Hip Craft

A group of local women create a niche for edgy handmade wares

You won't find birdhouses or potholders at a Second Storie Indie Market. Instead, you'll find unique crafts with an edge.

The brainchild of five local female artists all 35 and younger (Cris Sasso, Karen Stocks, JoAnn McGranahan, Shanna Murray and Rachael Hetzel), Second Storie is a market for handmade items that don't fit the typical arts-and-crafts-show mold. Second Storie's works all share a similar aesthetic — kind of like Urban Outfitters meets Martha Stewart.

The items range from letterpress stationery to scarves and photographs to pins.

Both McGranahan and Stocks create wearable art — from handmade brooches to knit accessories — while Sasso focuses on small-scale paintings.

Hetzel, owner and designer of Pistachio Press, a handmade letterpress company that designs stationery, cards, invitations and even screen-printed onesies, has a master's degree in printmaking and started the business in 2007. Pistachio Press was featured in the September 2008 issue of Lucky Magazine and has seen success through local custom orders and Second Storie events, and nationally through etsy.com (where Hetzel has sold more than 800 items).

She actually taught Murray how to use a printing press after meeting her at the first Second Storie event, and that inspired Murray to start Hello Handmade Paperie.

“It's not about making money and hosting a craft show,” Murray says. “It's about the fact that we really want there to be a good market for handmade because it's important to us.”

Friends before Second Storie, Sasso, Stocks, McGranahan and Murray thought up the idea for the market on a whim. (Hetzel joined the group after participating as a vendor at the first Second Storie event.) “I just thought it would be the perfect opportunity to start one since there wasn't anything like it in Rochester,” Murray says.

By combining their talents, they created a niche for edgier local and national crafters looking for an alternative sales outlet.

Second Storie's first event, Indie Market, was held in September 2007 at the Visual Studies Workshop, 31 Prince St. In 2008, the group has hosted two more events, the most recent of which drew 27 vendors and close to 600 visitors.

Second Storie vendors also sold their arts and crafts at the South Wedge Farmers' Market through the 2008 season.

“Their ideals for their market are right in line with our ideals for our market, so it really is a wonderful pairing,” Stocks says.

They hope to continue the partnership next year, although likely will participate less frequently. “It may not be every week like it was, because it does get to be a lot (of work),” McGranahan says.

Fresh off the success of its latest indie market, Second Storie has established itself as the next generation of arts festivals in Rochester. “We're just trying to make Second Storie one of those go-to crafting events that people know will be successful, and we got a lot of great feedback from this last one, so it's definitely within our grasp,” Murray says.

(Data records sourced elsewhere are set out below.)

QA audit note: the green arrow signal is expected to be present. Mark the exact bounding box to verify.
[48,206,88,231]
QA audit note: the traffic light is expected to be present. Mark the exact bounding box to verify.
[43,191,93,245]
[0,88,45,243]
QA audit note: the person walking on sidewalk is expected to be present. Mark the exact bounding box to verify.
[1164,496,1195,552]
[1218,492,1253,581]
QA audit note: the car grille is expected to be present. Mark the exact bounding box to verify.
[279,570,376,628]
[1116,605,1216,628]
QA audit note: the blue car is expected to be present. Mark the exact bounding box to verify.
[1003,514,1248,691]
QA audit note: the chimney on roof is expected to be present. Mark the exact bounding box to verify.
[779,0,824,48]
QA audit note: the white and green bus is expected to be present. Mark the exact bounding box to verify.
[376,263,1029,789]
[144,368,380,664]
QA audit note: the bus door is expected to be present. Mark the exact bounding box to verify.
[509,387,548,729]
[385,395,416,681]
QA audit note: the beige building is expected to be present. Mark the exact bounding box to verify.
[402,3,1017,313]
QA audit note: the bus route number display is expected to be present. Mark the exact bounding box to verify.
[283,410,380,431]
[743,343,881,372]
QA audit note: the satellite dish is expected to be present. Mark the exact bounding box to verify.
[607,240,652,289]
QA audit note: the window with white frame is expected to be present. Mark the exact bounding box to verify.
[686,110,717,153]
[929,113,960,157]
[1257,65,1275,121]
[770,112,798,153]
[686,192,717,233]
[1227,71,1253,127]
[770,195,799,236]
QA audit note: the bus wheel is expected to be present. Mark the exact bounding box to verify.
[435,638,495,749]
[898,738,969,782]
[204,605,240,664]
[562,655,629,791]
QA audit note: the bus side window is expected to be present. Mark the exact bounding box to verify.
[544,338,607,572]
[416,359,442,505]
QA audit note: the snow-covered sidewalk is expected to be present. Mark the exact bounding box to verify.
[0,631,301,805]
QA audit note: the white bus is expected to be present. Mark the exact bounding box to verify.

Buffalo is next on Second Storie's list. The group plans to bring its indie market to the city this summer, with the help of fellow artists and past vendors, Nicole Lecht and Shelly Bronson. “I really see Buffalo as a really supportive arts community,” Hetzel says. “I think it's the perfect place for Second Storie to have a secondary place.”

Although the Second Storie founders hope to expand to even more cities, they don't want to let it get too big. “I think we have to keep it manageable and something that remains special,” Hetzel says. “I personally don't see it going too much further beyond that because it's a lot of work, and we really do want it to maintain its integrity and to be something really special.”

For the women of Second Storie, all the work they put into the market and their own personal projects is worth it.

“It's a labor of love,” McGranahan says.

“I'm working 12 to 15 hours a day on my business,” Hetzel says. “I think for most people who do this sort of thing, it's really their life. They eat and sleep and breathe what we're doing.”